Can you get that VHS to put in our VCR?


----------



## FLBuff PE (Aug 20, 2019)

@Dleg has a Beta tape of his wedding.  ld-025:


----------



## Dleg (Aug 20, 2019)

FLBuff PE said:


> @Dleg has a Beta tape of his wedding.  ld-025:


Not true!  But I do in fact have a VHS tape of it, and no VHS player to watch it on anymore..... God damn how much money we spent on that tape....


----------



## akwooly (Aug 20, 2019)

It's all good, I converted ours to Laserdisc.


----------



## Road Guy (Aug 20, 2019)

Ours even has a special custom case that I’m sure cost some $$$$ back in the day...

But also
No VCR


----------



## mudpuppy (Aug 21, 2019)

I still have a VCR just in case I need it.  But we just got married a few years ago so that's on DVD.
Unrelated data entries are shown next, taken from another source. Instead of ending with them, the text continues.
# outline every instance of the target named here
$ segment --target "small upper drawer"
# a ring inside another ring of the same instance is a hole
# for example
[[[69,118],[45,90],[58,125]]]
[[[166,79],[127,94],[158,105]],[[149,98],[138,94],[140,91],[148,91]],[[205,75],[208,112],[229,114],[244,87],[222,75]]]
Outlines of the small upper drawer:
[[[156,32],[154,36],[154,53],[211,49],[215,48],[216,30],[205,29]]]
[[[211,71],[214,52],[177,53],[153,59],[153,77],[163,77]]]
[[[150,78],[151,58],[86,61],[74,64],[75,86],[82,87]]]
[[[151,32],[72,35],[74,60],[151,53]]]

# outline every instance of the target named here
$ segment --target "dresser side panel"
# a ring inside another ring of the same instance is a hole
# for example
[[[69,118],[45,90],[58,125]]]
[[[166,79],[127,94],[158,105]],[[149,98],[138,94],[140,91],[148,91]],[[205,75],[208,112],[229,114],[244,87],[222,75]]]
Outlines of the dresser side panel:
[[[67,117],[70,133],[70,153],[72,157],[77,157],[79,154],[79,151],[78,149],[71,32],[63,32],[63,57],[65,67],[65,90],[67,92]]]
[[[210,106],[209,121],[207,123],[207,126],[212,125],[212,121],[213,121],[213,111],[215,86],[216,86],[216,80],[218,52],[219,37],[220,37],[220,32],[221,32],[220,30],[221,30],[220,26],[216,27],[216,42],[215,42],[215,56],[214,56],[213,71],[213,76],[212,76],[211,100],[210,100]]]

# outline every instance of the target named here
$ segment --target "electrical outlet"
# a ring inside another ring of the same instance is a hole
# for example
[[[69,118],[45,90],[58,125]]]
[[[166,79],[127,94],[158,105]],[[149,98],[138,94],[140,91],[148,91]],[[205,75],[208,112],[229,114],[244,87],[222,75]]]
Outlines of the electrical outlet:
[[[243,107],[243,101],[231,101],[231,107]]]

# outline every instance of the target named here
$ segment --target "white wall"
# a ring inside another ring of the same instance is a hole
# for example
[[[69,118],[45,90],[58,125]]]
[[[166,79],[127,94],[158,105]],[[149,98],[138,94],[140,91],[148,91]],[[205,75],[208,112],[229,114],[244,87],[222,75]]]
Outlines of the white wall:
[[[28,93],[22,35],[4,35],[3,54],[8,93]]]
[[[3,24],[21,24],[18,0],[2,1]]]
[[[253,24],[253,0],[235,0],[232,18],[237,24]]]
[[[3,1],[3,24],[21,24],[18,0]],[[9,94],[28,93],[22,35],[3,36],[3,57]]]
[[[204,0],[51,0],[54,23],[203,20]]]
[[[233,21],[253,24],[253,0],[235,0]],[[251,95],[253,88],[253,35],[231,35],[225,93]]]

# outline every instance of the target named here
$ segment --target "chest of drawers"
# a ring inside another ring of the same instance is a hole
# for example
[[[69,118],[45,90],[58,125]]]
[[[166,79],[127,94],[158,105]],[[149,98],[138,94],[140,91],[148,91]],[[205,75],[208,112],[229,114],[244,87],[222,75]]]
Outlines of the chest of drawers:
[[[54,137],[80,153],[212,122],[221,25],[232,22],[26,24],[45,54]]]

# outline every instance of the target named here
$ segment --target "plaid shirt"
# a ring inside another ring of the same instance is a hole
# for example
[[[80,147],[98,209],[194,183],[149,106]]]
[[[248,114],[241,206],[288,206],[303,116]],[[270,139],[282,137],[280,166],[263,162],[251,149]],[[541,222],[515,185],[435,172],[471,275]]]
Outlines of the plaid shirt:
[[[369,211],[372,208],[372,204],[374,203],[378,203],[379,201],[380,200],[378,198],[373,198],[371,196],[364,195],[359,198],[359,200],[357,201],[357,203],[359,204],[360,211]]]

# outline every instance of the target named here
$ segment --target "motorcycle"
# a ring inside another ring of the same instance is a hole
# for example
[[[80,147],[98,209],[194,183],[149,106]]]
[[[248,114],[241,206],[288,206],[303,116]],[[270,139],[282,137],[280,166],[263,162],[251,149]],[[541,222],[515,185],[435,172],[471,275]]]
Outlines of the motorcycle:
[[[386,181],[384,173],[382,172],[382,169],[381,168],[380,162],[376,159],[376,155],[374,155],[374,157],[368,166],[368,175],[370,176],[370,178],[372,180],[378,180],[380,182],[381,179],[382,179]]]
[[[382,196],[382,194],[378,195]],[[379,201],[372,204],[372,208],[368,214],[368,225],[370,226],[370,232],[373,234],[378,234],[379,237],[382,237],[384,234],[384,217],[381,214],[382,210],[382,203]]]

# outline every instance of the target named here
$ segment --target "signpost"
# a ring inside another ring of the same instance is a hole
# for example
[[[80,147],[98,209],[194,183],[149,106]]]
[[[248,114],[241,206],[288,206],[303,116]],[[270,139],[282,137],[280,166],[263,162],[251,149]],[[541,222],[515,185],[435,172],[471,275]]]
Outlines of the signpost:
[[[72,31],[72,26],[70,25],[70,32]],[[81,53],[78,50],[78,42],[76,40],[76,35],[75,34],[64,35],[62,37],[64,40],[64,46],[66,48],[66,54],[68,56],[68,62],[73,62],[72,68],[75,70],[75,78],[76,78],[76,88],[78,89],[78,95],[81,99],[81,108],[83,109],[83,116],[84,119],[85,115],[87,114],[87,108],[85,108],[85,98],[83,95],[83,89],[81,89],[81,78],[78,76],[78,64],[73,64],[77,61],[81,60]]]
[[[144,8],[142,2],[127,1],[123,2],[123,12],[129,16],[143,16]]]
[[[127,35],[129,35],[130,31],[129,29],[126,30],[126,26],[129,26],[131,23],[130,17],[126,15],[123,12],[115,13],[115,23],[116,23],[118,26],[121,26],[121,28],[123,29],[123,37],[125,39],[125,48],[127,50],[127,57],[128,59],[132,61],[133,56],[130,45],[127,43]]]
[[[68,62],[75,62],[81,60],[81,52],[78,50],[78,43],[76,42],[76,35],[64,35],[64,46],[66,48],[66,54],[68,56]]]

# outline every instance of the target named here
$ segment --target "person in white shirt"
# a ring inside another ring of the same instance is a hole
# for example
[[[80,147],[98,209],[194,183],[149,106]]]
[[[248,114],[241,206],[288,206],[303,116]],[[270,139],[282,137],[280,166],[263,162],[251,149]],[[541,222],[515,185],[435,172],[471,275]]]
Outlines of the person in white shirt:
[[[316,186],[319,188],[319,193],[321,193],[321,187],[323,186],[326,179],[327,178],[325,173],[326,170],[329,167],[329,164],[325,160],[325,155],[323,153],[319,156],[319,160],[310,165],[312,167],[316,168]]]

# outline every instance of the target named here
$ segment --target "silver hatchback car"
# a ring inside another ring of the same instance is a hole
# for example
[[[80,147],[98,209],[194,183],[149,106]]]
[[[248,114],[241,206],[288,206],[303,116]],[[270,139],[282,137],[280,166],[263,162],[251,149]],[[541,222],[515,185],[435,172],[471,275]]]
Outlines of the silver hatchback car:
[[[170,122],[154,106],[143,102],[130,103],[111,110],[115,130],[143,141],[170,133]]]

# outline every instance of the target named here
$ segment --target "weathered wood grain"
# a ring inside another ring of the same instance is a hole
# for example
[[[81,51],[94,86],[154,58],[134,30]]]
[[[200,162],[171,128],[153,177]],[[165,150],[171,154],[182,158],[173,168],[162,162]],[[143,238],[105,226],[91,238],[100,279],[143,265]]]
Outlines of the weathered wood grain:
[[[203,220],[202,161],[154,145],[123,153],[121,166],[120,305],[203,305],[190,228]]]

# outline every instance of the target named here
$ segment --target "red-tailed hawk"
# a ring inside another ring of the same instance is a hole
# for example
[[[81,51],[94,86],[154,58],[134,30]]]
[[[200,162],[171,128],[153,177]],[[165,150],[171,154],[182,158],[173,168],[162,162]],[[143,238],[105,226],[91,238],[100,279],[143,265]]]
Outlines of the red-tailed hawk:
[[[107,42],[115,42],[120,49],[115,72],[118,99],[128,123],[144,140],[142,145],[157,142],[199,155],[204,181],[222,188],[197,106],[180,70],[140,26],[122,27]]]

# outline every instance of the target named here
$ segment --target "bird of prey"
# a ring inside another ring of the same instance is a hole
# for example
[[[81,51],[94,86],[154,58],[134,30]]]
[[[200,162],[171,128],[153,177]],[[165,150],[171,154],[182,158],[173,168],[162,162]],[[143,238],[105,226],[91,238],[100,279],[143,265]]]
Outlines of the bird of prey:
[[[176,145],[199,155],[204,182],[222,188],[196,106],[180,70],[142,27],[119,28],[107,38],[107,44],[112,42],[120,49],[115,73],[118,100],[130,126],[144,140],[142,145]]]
But I do have our high school senior party on VHS.  I'm afraid to watch that one.


----------



## Master slacker (Aug 22, 2019)

We had a VCR, but I can't say I've seen it recently.  It used to be stashed in the closest "just in case".  I guess my other half trashed it.  Won't be watching *Batman: Mask of the Phantasm *any time soon, i suppose.


----------



## MA_PE (Aug 23, 2019)

I have a VHS vcr.  I gave away my VHS camera to my nephew to use as a prop in s movie he was making.  I also have a Hi-8 video camera


----------



## JayKay PE (Aug 23, 2019)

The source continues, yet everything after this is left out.